In 1968, American sculptor Robert Morris coined the term ‘anti-form’ to distinguish a new kind of sculpture that had emerged in reaction to the rigour and rectitude of minimalism. Where minimalism stressed composition and organisation, the new art preferred decomposition and disorganisation. In place of strict geometries, Morris, Eva Hesse, Richard Serra, Lynda Bengalis, and Barry Le Va draped, poured, and scattered stuff. Their work emphasised material, mutability, process. Unravelling brings together five artists who operate out of this tradition, embracing disorder and irregularity.
The regular grid is a modernist staple. However, Melbourne’s Kerrie Poliness and Napier's Martin Poppelwell make grids irregular. For her wall drawing, Poliness estimates the starting points by eye, so her grid expands and contracts. Drawn from the top to the bottom of the wall, it feels unequally stretched across the architecture. While her grids are drawn with sharp ruled lines, Poppelwell’s grids are hand painted. His distressed, holey grids—with their dirty line—suggest abraded, frayed textiles, albeit rendered in crisp graphic contrast.

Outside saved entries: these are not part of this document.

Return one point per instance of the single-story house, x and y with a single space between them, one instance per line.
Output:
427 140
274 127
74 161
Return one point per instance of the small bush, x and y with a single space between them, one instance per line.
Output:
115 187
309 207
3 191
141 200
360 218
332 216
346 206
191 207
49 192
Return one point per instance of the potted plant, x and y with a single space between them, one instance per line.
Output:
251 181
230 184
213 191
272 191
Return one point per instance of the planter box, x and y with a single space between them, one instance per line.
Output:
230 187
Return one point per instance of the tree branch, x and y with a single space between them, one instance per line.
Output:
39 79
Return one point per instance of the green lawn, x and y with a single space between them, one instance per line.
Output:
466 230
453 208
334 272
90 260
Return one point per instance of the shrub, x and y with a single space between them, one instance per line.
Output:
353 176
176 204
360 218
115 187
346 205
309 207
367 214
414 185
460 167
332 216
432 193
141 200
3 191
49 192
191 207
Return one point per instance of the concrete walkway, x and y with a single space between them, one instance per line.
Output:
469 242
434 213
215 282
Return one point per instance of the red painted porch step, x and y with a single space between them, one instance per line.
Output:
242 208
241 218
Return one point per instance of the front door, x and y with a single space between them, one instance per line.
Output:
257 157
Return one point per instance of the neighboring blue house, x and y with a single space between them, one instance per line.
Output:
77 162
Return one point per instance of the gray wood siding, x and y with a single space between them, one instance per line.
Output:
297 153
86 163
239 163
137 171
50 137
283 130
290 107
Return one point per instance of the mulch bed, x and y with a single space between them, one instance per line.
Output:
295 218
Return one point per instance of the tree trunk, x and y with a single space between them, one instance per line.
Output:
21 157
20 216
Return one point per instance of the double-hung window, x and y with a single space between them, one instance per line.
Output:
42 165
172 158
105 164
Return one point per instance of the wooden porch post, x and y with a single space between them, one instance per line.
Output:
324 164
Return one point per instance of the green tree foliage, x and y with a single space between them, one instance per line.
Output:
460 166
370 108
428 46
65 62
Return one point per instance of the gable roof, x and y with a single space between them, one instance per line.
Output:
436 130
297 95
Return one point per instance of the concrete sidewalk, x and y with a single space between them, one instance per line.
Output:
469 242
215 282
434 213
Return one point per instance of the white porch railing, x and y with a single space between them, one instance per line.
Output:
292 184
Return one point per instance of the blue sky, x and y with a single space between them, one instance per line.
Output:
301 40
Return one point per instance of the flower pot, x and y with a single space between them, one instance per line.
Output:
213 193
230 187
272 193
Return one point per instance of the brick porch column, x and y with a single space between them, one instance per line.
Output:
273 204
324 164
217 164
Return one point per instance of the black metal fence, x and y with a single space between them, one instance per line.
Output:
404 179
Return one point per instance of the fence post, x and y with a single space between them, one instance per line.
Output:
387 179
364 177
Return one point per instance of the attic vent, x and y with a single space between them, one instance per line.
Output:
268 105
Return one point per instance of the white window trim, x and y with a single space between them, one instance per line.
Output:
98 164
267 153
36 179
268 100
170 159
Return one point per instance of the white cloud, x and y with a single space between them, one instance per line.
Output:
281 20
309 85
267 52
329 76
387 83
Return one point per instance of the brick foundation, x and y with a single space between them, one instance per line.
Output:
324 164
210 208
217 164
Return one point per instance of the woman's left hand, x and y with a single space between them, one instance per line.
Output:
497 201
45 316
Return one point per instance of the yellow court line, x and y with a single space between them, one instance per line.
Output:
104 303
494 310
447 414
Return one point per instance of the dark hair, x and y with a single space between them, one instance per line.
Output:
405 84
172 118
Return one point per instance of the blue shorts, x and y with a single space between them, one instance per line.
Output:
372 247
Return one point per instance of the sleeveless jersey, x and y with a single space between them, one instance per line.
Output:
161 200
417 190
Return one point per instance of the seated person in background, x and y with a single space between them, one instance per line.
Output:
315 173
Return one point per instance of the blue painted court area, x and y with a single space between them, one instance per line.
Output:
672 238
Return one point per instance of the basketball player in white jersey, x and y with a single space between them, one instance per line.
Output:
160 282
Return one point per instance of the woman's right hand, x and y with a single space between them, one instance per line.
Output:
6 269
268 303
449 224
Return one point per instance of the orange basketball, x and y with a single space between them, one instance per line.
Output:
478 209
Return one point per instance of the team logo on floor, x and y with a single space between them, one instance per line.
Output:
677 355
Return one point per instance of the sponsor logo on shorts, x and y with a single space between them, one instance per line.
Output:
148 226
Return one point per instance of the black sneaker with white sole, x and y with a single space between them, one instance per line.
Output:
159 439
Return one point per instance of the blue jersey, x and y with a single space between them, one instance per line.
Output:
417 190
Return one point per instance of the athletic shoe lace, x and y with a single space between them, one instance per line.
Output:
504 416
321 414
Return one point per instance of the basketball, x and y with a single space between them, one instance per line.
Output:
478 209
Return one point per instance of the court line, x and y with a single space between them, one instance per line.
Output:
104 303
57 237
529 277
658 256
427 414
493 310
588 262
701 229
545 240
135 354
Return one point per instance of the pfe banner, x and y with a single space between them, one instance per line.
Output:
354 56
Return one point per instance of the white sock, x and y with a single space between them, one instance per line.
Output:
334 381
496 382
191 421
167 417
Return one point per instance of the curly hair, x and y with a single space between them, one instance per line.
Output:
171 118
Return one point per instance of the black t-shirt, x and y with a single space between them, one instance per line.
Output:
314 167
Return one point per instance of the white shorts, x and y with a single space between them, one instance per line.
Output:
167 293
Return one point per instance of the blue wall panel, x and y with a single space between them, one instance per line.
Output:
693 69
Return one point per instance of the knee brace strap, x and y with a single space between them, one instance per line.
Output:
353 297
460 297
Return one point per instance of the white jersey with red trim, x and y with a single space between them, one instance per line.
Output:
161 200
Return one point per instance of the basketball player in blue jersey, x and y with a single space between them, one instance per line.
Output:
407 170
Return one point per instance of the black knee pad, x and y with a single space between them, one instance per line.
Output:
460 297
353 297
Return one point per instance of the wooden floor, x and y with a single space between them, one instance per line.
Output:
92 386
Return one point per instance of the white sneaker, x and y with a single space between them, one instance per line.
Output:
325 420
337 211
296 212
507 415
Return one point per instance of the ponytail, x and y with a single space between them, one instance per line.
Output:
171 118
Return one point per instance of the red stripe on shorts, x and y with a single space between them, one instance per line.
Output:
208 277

Wellington artist Kirsty Lillico became known for cutting shapes—derived from the floorplans of modernist buildings—from bits of old carpet, hanging and draping them in ways that countered modernist rectitude. She has discarded the floorplans, but continues to improvise works from pieces of old carpet, joining them with big folksy stitches, allowing the shapes to fold and flop sculpturally.
Also from the capital, Isabella Loudon soaks twine in cement and hangs it out to cure, so the curves—informed by gravity—set. Her work explores the graphic and sculptural possibilities of this procedure. Shapes are inverted and combined. Her works lean against the wall, hang from hooks like rotting cadavers, or form miraculous upstanding architectures.
Auckland artist Peter Robinson presents small metal works: a mound of swarf is haunted by its likely prior state as a rectangular block and bent wires clump like a fur ball graphic. Robinson sensitises us to varieties of irregularity.